Patrick J. Michaels, a climatologist at the conservative Cato Institute, believes last year's drop in the emissions curve was a fluke. "El Nino flattened it!" he insists. He is confident that rapid emissions growth will return with colder temperatures.
"DOWNWARD TRAJECTORY." Not so, says Howard Geller, director of the American Council for an Energy-Efficient Economy, a nonprofit conservation group. He argues that the weather wouldn't have affected industrial emissions--and they dropped 1.2% in 1998. Instead, Geller points to a recent drop in U.S. "energy intensity"--the amount of energy it takes to produce a dollar of gross domestic product. "We've been on a downward trajectory over the last few years," Geller says, and it is finally starting to show up in the emissions figures.
Geller and other environmentalists are hoping these figures will help change the national debate on climate change policy. The Kyoto Protocol, an international agreement drawn up in December, 1997, requires the U.S. to limit its emissions of all greenhouse gases, during the period 2008 to 2012, to an average of 7% below 1990 levels. But ratification has been stalled by fears that the costs of such emissions reductions will be too steep.

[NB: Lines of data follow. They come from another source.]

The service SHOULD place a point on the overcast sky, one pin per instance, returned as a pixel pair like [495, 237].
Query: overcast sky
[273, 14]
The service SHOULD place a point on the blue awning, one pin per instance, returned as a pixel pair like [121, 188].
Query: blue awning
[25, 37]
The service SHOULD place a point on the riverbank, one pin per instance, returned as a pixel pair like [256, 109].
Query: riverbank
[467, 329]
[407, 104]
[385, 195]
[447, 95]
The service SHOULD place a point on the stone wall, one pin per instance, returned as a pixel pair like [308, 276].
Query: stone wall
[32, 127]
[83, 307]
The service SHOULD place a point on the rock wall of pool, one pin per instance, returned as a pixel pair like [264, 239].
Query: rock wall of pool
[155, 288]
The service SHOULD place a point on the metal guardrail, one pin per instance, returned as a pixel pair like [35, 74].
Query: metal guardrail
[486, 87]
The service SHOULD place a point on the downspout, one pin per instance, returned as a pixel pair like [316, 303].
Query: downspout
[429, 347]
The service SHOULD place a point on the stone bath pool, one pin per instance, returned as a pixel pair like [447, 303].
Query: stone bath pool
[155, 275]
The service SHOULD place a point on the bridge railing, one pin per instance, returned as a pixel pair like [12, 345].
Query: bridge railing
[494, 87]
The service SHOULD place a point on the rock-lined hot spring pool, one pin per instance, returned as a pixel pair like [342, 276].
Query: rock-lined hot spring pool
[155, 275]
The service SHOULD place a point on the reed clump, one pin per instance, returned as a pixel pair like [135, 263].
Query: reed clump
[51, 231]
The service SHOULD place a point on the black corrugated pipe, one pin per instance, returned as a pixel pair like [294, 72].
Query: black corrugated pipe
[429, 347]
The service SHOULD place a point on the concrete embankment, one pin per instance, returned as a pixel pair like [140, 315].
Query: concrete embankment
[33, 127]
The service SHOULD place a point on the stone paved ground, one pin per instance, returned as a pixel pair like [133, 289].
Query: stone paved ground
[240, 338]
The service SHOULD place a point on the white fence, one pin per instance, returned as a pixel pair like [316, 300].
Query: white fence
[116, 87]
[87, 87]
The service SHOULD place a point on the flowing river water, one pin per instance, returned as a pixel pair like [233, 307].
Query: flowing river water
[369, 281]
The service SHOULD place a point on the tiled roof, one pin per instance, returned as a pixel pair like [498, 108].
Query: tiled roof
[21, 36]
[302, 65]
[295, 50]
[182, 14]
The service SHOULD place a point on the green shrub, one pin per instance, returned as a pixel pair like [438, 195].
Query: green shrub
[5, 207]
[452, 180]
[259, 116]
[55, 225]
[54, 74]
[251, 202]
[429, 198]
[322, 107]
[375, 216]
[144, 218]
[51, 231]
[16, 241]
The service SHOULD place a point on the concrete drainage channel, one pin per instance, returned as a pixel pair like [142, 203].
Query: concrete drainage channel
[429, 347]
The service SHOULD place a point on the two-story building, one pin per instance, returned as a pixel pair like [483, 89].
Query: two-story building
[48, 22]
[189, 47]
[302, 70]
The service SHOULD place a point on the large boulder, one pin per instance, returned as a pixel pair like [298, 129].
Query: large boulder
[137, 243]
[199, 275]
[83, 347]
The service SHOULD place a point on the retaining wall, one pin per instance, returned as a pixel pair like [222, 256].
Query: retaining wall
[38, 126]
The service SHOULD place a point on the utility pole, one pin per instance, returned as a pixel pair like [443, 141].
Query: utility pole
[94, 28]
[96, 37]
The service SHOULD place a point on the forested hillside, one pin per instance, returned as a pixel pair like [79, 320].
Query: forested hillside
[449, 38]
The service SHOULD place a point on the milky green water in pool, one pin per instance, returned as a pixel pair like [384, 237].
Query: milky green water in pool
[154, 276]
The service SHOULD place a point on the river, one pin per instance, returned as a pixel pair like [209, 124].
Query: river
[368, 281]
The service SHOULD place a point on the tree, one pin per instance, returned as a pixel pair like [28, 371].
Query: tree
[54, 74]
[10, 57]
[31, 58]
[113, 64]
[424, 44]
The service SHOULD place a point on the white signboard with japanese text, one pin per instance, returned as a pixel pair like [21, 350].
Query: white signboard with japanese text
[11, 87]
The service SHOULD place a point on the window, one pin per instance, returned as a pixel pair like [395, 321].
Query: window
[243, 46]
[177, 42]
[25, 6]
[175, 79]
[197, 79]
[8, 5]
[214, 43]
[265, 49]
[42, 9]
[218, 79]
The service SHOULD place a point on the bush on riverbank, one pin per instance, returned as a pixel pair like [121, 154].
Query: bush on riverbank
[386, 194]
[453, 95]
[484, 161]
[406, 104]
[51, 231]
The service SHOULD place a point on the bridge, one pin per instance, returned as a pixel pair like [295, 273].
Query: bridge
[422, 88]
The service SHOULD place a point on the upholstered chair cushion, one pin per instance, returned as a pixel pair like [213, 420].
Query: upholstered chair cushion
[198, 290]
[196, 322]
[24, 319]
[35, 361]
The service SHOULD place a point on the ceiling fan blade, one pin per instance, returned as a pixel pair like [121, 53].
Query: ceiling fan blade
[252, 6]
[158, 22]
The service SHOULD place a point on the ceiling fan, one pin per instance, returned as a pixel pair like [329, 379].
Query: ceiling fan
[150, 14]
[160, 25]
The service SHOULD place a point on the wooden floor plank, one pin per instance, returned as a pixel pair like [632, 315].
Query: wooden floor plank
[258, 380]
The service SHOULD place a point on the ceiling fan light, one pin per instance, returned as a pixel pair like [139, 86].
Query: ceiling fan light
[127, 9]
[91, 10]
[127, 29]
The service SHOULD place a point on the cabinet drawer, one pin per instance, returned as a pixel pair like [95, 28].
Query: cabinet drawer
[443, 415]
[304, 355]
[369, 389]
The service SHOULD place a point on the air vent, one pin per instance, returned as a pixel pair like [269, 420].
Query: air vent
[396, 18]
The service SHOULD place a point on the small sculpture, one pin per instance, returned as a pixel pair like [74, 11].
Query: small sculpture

STRATEGIC REDUCTIONS. Exxon Corp., one of the Kyoto agreement's most vocal critics, has said that meeting the treaty's emission-reduction guidelines would require energy price hikes that would cost each American family $2,000 per year. But last year's figures show that emissions can fall without higher energy prices, says Former Assistant Energy Secretary Joseph J. Romm. In a new book called Cool Companies: How the Best Businesses Boost Profits and Productivity by Cutting Greenhouse Gas Emissions, Romm describes dozens of companies that have prospered while reducing emissions. "Global climate change is making carbon mitigation a strategic corporate investment," he says. He predicts that annual reductions in energy intensity of 5% will become commonplace by the 2008 to 2012 period.
"More and more companies are moving quickly on this issue," agrees Paul Tebo, vice-president for safety, health, & environment at DuPont Co. Since 1991, the chemicals giant has invested $50 million in greenhouse-gas abatement. It expects to achieve a 45% reduction in emissions by 2000.
It's no surprise that companies are cutting their emissions, says Daniel Becker, director of the Sierra Club's Global Warming & Energy Program. In most cases, Becker says, "cutting energy consumption is cheaper than free."
For the time being, the Clinton Administration remains cautious about the implications of the new emissions figures. A senior State Dept. official calls the report "a one-year snapshot" that won't be enough to change international perceptions of U.S. emissions trends. But even a snapshot seems to be enough to start a thousand arguments on this most contentious of environmental issues.